まだ約束を取り付けられていない僕は、そんな彼の後ろを慌てて着いていった。
「須永さん! あの、僕は冗談で誘っていたわけでは……っ」
「分かってるっての。行く場所は、仕事終えてから一緒に考えようぜ」
「……っ。はい!」
そういう約束をしたのが、今から五時間ほど前のこと。
課長から法外な量の仕事をそれぞれ任されてしまった僕と須永が、規定の勤務時間終了と同時に帰ることが出来るはずもなかった。
当然のように、僕たちは残業をすることになる。
それだけなら、まだ良かった。
レストランには明日行けば良いというだけの話なのだから。
けれど実際は――。
「なっ、何ですかこの豪雨は!?」
「あー。そういや台風接近中とか、聖が言ってた気がする」
「え!? もしかして上陸中だったりするんですかっ!?」
――物凄い、暴風雨に襲われていた。
だと言うのに寝坊したせいでろくにニュースを見ていなかった僕は、傘を持ってきていない。
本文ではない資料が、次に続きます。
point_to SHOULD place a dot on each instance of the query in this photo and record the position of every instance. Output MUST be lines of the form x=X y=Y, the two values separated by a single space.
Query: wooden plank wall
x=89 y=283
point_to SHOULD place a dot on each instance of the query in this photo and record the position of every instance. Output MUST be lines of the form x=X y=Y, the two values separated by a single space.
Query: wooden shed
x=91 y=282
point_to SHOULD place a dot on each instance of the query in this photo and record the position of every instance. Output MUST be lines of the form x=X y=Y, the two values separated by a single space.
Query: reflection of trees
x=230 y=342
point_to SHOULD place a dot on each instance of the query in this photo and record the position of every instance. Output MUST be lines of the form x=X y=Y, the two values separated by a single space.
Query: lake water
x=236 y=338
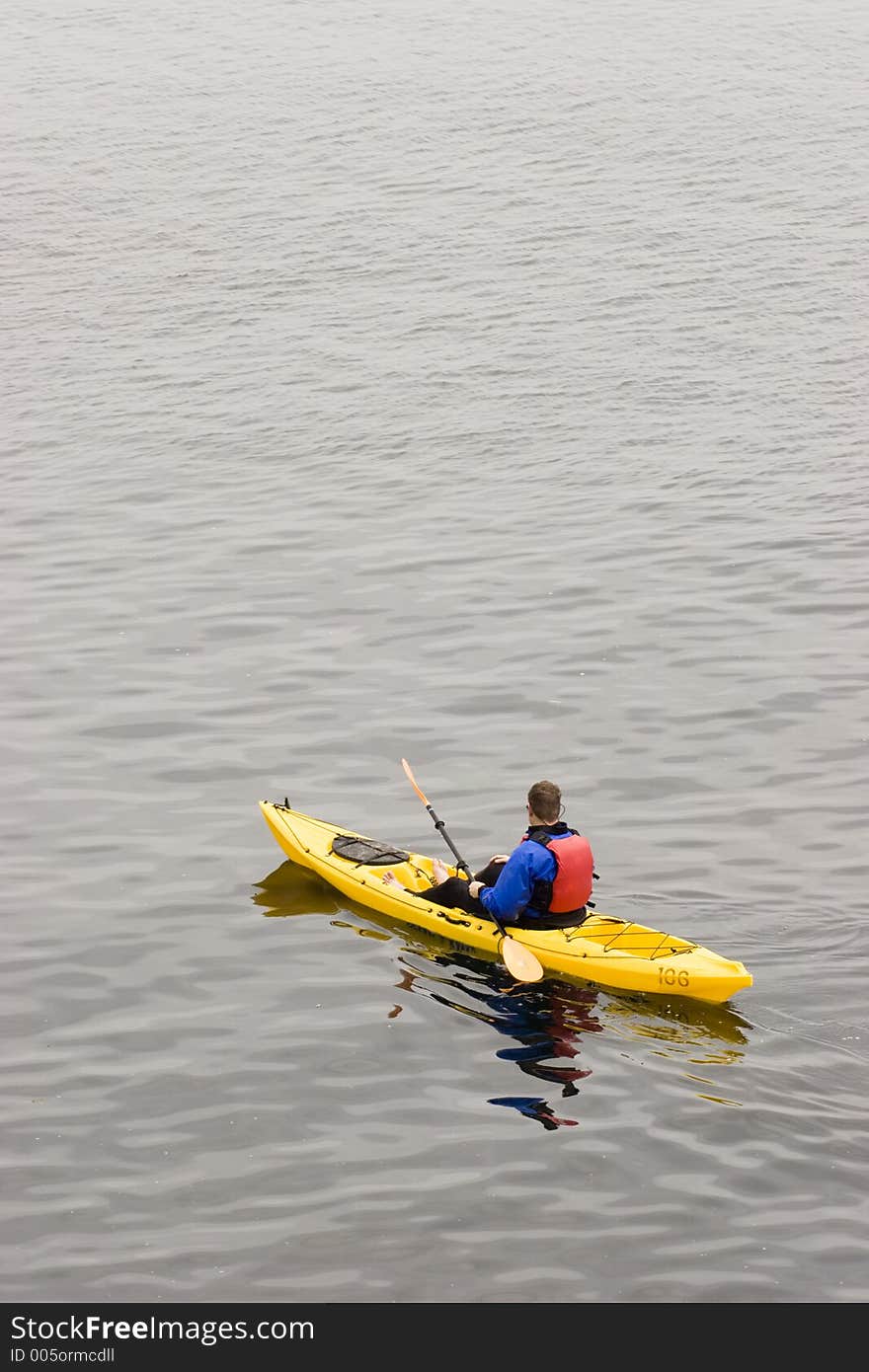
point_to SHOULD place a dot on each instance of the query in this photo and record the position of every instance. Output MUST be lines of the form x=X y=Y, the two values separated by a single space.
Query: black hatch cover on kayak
x=366 y=851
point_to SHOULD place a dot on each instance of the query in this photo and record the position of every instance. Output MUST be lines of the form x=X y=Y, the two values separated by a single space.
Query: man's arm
x=511 y=892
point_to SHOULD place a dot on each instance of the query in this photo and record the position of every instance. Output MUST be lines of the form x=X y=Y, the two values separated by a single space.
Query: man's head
x=545 y=801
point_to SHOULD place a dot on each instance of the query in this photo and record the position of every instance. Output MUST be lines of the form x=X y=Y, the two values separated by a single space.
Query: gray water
x=485 y=384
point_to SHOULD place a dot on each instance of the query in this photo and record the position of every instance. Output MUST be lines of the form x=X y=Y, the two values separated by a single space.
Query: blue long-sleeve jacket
x=527 y=864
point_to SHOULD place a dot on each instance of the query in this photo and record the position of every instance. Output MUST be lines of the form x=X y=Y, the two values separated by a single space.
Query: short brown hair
x=545 y=800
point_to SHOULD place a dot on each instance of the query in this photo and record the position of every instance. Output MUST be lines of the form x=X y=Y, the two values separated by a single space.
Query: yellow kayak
x=604 y=950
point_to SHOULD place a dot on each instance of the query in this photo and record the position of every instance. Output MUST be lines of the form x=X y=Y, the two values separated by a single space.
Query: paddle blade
x=412 y=780
x=520 y=960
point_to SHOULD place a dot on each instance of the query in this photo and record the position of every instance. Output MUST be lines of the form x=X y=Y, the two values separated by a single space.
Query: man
x=545 y=882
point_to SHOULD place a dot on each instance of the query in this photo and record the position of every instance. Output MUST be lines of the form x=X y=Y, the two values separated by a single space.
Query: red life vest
x=573 y=881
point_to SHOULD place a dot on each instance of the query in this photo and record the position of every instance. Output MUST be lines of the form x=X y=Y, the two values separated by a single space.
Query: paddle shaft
x=463 y=865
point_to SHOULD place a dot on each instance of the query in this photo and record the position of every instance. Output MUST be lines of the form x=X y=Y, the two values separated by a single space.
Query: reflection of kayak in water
x=602 y=949
x=477 y=984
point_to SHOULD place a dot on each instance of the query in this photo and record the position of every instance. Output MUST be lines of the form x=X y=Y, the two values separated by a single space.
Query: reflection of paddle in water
x=534 y=1107
x=545 y=1021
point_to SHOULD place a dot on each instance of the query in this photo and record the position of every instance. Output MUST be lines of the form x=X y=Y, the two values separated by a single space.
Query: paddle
x=517 y=959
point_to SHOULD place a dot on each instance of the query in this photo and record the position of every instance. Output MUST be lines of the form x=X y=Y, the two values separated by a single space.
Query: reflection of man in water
x=544 y=1021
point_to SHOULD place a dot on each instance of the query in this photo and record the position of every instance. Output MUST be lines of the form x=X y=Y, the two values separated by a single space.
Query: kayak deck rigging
x=602 y=949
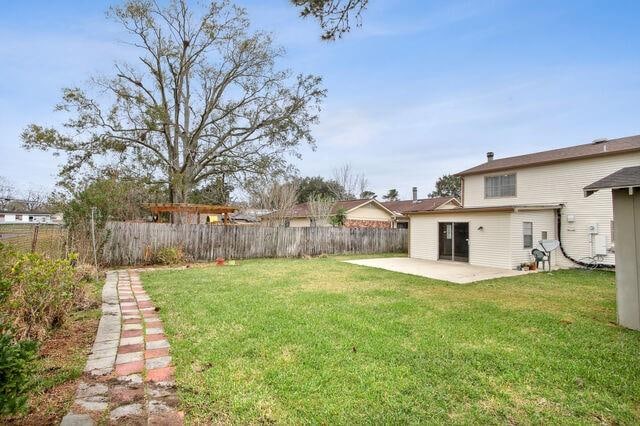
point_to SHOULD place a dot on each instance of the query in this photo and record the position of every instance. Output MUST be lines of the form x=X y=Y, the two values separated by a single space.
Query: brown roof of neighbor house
x=302 y=209
x=512 y=208
x=423 y=204
x=593 y=149
x=628 y=177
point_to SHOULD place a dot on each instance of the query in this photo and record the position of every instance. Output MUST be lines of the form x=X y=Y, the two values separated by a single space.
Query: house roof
x=302 y=209
x=424 y=204
x=26 y=212
x=511 y=208
x=629 y=177
x=593 y=149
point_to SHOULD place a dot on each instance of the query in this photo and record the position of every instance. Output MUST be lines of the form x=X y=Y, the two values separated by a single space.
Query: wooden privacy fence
x=134 y=243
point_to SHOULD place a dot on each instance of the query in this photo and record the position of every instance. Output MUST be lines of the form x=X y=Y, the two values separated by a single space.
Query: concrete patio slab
x=455 y=272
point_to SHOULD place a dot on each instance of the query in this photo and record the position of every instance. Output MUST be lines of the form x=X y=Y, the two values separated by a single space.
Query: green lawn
x=321 y=341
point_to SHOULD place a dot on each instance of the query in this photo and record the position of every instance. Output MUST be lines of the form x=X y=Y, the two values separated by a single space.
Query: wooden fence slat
x=128 y=243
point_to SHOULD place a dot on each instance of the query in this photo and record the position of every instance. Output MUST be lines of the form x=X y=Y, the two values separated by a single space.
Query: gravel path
x=129 y=377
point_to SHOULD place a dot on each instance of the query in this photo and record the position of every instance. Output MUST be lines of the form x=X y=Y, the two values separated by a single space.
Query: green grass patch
x=322 y=341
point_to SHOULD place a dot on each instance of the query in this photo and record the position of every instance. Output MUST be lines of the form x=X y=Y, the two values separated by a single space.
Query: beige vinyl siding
x=542 y=220
x=562 y=183
x=369 y=212
x=490 y=246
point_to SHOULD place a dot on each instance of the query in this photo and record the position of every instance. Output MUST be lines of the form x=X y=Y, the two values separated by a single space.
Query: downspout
x=564 y=253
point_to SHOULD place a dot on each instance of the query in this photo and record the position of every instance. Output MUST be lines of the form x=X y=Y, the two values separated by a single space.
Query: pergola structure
x=192 y=209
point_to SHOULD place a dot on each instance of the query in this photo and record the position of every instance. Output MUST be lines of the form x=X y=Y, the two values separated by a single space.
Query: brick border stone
x=129 y=376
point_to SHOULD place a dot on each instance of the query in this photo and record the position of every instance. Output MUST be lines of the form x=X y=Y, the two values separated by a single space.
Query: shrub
x=169 y=256
x=39 y=293
x=16 y=369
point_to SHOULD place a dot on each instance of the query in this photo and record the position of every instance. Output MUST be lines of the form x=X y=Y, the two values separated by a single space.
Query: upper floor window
x=500 y=186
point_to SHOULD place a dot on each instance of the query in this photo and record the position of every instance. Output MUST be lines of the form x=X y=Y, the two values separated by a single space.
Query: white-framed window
x=500 y=186
x=527 y=234
x=613 y=232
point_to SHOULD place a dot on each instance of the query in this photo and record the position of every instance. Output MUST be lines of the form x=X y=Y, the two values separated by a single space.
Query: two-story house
x=510 y=204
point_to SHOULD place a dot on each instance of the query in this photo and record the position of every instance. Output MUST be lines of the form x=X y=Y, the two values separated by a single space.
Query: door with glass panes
x=453 y=241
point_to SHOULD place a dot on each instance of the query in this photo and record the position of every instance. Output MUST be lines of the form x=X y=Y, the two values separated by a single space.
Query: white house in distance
x=28 y=217
x=509 y=204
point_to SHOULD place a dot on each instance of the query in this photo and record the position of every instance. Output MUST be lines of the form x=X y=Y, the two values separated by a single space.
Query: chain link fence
x=47 y=239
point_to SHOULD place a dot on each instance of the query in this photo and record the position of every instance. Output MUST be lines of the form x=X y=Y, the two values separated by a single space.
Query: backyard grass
x=322 y=341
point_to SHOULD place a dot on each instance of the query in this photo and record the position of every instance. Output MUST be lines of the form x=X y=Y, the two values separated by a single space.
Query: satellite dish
x=549 y=245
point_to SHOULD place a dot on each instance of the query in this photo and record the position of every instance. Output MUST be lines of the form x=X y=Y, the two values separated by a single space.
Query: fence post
x=34 y=239
x=93 y=238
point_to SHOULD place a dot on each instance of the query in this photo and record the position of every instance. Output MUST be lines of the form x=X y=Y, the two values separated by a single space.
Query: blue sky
x=421 y=89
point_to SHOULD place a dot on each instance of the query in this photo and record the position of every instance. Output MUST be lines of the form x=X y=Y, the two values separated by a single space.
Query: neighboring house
x=400 y=207
x=509 y=204
x=625 y=188
x=363 y=213
x=25 y=217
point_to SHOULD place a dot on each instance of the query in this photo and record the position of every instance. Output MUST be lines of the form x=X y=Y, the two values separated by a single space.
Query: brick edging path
x=129 y=377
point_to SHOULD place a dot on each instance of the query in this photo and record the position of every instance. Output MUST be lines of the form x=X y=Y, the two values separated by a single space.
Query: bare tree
x=320 y=209
x=349 y=183
x=205 y=99
x=335 y=16
x=279 y=197
x=7 y=192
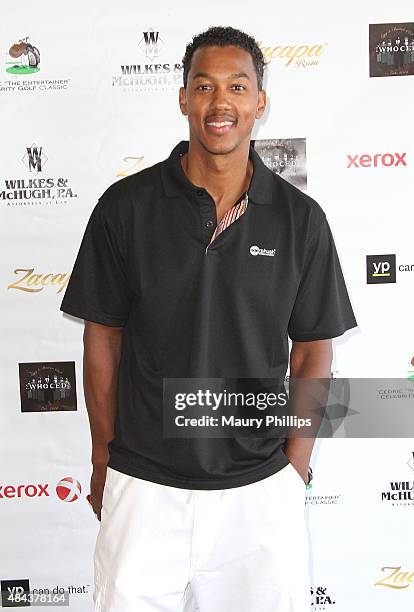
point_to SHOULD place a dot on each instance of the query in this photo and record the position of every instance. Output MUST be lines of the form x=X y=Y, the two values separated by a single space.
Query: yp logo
x=380 y=269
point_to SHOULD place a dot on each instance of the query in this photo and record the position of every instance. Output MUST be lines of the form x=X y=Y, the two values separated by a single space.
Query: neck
x=225 y=177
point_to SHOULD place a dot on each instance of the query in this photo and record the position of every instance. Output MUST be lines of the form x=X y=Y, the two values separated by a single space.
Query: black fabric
x=192 y=311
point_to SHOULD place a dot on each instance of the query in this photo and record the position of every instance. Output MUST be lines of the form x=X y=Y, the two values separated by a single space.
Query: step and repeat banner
x=89 y=94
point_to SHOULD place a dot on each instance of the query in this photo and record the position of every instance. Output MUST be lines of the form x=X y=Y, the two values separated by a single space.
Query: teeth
x=219 y=124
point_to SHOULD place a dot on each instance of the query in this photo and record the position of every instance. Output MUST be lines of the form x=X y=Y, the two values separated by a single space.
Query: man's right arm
x=101 y=356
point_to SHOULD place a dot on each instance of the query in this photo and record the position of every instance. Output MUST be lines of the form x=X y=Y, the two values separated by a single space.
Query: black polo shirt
x=193 y=311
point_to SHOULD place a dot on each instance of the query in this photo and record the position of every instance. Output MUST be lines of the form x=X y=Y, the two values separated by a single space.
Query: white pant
x=167 y=549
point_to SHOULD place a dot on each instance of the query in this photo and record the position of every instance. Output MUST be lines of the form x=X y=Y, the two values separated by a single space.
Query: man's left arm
x=313 y=360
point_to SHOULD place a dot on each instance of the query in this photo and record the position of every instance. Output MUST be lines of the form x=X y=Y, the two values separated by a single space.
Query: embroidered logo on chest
x=255 y=250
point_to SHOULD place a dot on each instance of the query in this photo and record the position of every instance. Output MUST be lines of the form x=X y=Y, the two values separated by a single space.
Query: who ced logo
x=67 y=489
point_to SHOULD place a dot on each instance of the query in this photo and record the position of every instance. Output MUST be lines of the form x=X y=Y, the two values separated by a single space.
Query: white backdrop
x=94 y=126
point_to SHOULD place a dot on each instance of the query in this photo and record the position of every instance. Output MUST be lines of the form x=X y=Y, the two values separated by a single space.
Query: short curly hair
x=224 y=37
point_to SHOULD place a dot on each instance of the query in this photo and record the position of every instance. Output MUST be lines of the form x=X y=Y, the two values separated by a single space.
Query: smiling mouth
x=219 y=127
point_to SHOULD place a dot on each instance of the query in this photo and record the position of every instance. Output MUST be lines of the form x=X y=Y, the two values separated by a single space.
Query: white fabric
x=166 y=549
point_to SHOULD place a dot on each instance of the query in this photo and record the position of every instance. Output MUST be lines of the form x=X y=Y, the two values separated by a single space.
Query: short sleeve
x=97 y=289
x=322 y=308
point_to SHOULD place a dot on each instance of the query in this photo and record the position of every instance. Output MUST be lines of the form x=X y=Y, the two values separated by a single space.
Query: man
x=200 y=267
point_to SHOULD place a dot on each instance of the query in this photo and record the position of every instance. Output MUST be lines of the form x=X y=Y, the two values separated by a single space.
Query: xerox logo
x=23 y=491
x=374 y=161
x=67 y=489
x=255 y=250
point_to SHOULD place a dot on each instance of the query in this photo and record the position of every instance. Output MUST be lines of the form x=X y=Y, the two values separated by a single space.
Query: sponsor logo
x=319 y=500
x=13 y=593
x=47 y=386
x=17 y=593
x=151 y=44
x=285 y=157
x=33 y=283
x=30 y=490
x=377 y=160
x=297 y=56
x=395 y=578
x=391 y=49
x=68 y=489
x=34 y=159
x=255 y=250
x=158 y=74
x=401 y=492
x=23 y=58
x=381 y=269
x=35 y=191
x=321 y=598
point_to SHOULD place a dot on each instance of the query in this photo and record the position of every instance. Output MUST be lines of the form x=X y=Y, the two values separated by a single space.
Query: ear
x=182 y=100
x=261 y=104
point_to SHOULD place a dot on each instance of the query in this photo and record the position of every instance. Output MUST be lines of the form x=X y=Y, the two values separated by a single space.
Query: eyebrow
x=236 y=75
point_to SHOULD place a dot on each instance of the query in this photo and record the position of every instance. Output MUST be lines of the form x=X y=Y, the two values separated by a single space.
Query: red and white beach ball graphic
x=68 y=489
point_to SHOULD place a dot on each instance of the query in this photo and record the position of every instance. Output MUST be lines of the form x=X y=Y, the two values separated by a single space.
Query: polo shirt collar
x=175 y=180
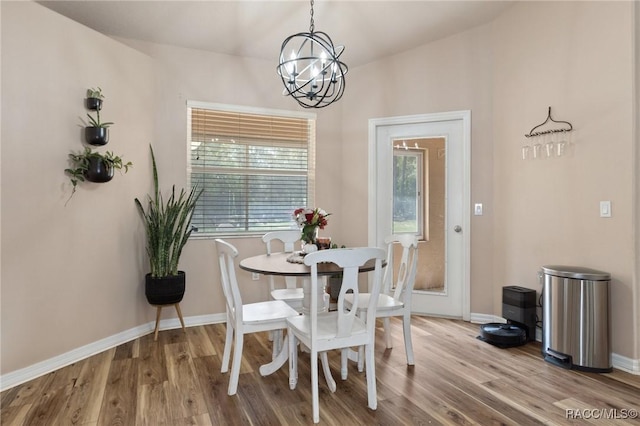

須永も同様らしく、帰宅するべく会社から出た僕と彼は全身になす術なく雨粒を浴びていた。
暴風のせいでその勢いは、痛みを覚えるほどだ。
というか、まともに立っていられない。
「風、強すぎじゃないですかっ!? これじゃ、電車は運行されてないですよね?」
「つか、終電の時刻とっくに過ぎてるしな。家、帰れねー。お前どうする? 俺はとりあえず、ホテルに行くつもりだけど」
「近くにそんなものありましたっけ?」
「あったあった。着いて来いよ、案内してやる」
腕を引かれ、強風に吹き飛ばされそうになりながらも、懸命に須永の後を着いていく。
そうしてやっとの思いで辿り着いた先には、やけに煌びやかな外装のホテルがあった。
ピンク色のネオン管による文字看板が、点滅していて目に痛い。
頭まで痛いのは、きっと気のせいではないはず。
「あの、須永さん。もしかしてここって、ラブホ――」
「いいから、とっとと入るぞ」
「ちょっ、ま……!?」
僕は須永に手を引かれるまま、未知の領域に足を踏み入れることになってしまった。
せめて彼が女性だったならば、もう少し、抵抗は少なかっただろうに。